Imageomics / bioclip

This is the repository for the BioCLIP model and the TreeOfLife-10M dataset [CVPR'24 Oral, Best Student Paper].
https://imageomics.github.io/bioclip/
Other
166 stars 14 forks source link

Got SyntaxError: not a TIFF file when loading the rare species dataset #21

Closed Yuyan-C closed 4 months ago

Yuyan-C commented 4 months ago

Hi,

Thanks for curating the rare species dataset! I'm trying to load this dataset with PyTorch dataloader, and got the following error.

SyntaxError: not a TIFF file (header b'IIU\x00\x18\x00\x00\x00' not valid)

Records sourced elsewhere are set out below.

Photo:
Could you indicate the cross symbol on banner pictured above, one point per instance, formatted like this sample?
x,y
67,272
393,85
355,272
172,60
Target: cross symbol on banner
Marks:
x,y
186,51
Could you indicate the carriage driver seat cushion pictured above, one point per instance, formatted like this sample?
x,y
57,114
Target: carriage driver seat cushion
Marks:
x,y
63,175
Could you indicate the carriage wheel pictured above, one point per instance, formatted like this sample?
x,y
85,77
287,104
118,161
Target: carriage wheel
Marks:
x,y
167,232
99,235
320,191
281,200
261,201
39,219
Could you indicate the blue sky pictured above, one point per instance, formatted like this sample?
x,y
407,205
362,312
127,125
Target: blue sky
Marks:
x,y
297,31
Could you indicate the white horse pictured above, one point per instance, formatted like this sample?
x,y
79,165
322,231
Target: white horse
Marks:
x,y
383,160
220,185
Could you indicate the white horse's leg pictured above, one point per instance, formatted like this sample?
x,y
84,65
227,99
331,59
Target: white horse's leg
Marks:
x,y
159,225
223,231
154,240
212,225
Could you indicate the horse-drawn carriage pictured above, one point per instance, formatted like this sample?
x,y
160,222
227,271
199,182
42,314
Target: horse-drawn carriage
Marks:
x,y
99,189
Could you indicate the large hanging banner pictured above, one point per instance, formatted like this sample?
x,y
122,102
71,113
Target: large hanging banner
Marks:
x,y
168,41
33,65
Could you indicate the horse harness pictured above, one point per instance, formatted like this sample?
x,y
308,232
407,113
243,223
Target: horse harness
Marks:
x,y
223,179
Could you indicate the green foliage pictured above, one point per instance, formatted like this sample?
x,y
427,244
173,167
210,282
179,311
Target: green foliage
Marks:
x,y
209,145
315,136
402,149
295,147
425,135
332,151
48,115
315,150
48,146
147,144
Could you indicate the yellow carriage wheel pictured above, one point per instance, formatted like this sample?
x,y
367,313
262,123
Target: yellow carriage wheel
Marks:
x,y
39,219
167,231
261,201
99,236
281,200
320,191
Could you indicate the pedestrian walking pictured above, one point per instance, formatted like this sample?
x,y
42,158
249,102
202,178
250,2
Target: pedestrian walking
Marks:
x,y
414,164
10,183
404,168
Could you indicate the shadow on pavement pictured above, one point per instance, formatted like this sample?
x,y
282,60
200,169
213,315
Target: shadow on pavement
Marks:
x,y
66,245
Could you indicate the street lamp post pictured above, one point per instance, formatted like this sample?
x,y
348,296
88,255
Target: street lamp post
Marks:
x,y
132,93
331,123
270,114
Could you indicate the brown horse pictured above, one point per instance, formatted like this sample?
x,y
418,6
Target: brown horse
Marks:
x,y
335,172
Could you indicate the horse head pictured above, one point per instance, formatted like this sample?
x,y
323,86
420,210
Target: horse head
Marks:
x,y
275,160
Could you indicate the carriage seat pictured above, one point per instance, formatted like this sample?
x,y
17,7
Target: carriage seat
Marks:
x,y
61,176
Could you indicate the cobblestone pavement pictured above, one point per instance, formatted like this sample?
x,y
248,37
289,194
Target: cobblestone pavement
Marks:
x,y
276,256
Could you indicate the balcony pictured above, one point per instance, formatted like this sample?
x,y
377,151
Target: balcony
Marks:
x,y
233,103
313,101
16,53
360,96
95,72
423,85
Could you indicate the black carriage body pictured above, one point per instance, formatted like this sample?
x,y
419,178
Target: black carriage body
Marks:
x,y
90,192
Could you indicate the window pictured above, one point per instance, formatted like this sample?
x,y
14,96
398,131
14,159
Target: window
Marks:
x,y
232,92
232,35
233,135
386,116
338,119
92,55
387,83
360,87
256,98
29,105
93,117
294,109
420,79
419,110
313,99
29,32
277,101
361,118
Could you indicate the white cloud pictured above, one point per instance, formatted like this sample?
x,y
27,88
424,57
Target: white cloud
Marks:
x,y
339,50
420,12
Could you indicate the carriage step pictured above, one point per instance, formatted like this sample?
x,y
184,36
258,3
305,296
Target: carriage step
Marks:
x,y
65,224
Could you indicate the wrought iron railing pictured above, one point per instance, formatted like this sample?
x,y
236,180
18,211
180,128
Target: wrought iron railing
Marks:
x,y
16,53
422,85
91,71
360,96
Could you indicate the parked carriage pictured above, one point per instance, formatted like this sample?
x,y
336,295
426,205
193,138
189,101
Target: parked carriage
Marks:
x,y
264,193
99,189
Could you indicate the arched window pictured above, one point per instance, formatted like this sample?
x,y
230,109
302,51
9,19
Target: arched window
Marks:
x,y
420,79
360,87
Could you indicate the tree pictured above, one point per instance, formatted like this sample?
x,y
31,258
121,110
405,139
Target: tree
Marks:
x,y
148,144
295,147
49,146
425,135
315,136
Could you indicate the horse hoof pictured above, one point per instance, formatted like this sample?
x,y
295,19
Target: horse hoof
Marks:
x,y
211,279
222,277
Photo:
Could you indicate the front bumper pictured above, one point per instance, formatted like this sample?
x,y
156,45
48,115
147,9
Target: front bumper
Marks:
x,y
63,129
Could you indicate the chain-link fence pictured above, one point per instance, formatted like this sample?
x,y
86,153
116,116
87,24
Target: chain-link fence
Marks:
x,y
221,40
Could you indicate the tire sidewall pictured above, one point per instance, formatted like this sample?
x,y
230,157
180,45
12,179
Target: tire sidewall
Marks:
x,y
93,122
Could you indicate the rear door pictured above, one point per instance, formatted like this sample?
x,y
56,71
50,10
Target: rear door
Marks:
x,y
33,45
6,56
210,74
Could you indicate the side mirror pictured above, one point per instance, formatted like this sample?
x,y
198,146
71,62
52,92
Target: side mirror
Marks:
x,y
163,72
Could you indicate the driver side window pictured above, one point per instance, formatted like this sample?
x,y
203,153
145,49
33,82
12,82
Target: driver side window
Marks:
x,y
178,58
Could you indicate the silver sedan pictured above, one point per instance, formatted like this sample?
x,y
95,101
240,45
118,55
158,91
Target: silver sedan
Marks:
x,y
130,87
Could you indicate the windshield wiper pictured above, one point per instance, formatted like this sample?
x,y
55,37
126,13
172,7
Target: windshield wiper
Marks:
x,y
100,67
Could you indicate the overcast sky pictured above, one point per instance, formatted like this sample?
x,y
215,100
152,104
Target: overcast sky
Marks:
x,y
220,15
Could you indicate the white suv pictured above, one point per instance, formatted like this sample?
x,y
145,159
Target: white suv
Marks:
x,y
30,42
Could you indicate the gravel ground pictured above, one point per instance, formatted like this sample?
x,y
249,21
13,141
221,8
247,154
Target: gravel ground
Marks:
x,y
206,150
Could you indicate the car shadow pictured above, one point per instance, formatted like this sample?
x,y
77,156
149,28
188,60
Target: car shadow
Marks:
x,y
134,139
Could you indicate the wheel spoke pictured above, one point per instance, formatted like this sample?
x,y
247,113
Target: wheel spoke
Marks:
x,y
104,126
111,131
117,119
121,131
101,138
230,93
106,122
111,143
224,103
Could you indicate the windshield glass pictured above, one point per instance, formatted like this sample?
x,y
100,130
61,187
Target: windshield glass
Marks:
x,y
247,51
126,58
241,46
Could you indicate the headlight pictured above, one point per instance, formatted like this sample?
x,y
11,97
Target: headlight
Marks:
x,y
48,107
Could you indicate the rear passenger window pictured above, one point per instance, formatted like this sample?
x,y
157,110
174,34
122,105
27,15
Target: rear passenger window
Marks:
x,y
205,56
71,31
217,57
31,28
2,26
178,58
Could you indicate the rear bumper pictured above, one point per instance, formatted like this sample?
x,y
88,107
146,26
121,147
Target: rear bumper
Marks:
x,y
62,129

I downloaded the dataset from huggingface with the following code

from datasets import load_dataset
ds = load_dataset("imageomics/rare-species")

and used PyTorch Dataset and Dataloader to load it:

class CustomDataset(torch.utils.data.Dataset):
    def __init__(self, dataset, transform=None):
        self.dataset = dataset
        self.transform = transform

    def __len__(self):
        return len(self.dataset)

    def __getitem__(self, idx):
        return self.dataset[idx]["rarespecies_id"]

custom_dataset = CustomDataset(dataset["train"], transform=transform)

dataloader = DataLoader(custom_dataset, batch_size=32, shuffle=False)

for i, data in enumerate(dataloader):
    print(data)

CustomDataset returns rarespecies_id only for simplicity for debugging. I was able to get the ID's printed for the first 66 batches and got the SyntaxError

SyntaxError: not a TIFF file (header b'IIU\x00\x18\x00\x00\x00' not valid)

when loading the 67th batch.

I also checked the Dataset Viewer on huggingface and got the following error on page 22 where the corrupted file should loacate:

Screen Shot 2024-07-15 at 15 15 04

Meanwhile, I can view page 21 and 23:

Screen Shot 2024-07-15 at 15 26 50 Screen Shot 2024-07-15 at 15 27 18
egrace479 commented 4 months ago

Thanks for letting us know! I've opened an issue (discussion 8) on the Hugging Face repo to address this. Please feel free to comment and follow the discussion there.

Yuyan-C commented 4 months ago

Thank you so much!